Let's start with the basics, and we'll build up from there.

### Scalars, Vectors and Matrices

> A **scalar** is a number, like the number `3.5`, or the number `-15`.


> A **vector** is a list, or array of numbers. We can represent vectors in python using objects like **lists**, **numpy arrays** and **pandas series**.

We will often represent vectors in [latex notation](http://web.ift.uib.no/Teori/KURS/WRK/TeX/symALL.html). Here is a two vector, labeled as the variable $a$.

$$\textbf{a} = [2, 3]$$


> A **matrix** is a rectangular array of numbers, arranged in rows and columns.

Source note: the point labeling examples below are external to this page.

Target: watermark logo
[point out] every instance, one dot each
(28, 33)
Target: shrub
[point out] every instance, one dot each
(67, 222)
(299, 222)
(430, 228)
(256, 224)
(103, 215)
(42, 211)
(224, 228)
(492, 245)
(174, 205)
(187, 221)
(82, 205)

We can create matrices using objects in python like **2-dimensional lists**, **2-dimensional numpy arrays (or matrices)** and **pandas DataFrames**.

Here is an example of a matrix with 2-rows, and 3-columns, also called a 2x3 matrix.

$$
\textbf{A} = \begin{bmatrix}
    -1 & 3.5 & 106 \\
    25 & -7.6 & 0.3
\end{bmatrix}
$$

Run the following code cell. It will do the following...

* Import in numpy and pandas
* Create a set of scalars
* Create a set of vectors, using different python objects
* Create a set of matrices, using different python objects

In [None]:
# Import numpy as pandas
import numpy as np
import pandas as pd

# Create scalars
a = 3.5
b = -20

print('Scalars: ')
print(a)
print(b)
print("\n")

# Create vectors
m = [10.0, 20.3, -30.0]
n = np.array([50.0, 25, 36, 0.6])
o = pd.Series(data=[20.6, 30.0, 41.0], name='my_data')

print('Vectors: ')
print(m)
print(n)
print(o)
print("\n")

# Create matrices
v = [[20.0, 30.0], [10.0, 5], [11, -6]]
w = np.array([[11, 12, 14], [-5, -7, 88]])
x = np.matrix([[20.0, 30.0], [27, 35]])
y = pd.DataFrame(data=[[20.0, 11], [30.0, 54], [26, 43]], columns=['Column_1', 'Column_2'])

print('Matrices: ')
print(v)
print(w)
print(x)
print(y)

### Notation

#### Subscript

We often refer to a single element of a vector $\textbf{a}$ as $\textbf{a}_i$. For instance, for the vector:

$$\textbf{a} = [2, 3, 6], \ a_1 = 2,\ a_2 = 3,\ a_3 = 6$$

#### Sigma

Often times, we might use something called **capital sigma** notation. This simply represents a **sum** of numbers. For example, the following states to **sum the values of a.**

$$ \sum_{i=1}^{3}a_i = a_1 + a_2 + a_3 = 2 + 3 + 6 = 11 $$

####  Pi

We might also use **capital pi** notation. This represents a **multiplication** of numbers. For example, the following states to **multiply the values of a.**

$$ \prod_{i=3}^{3} a_i = a_1 * a_2 * a_3 = 2 * 3 * 6 = 36 $$

### Exercise

The following code defines a single vector, called `a`. Your job is to calculate...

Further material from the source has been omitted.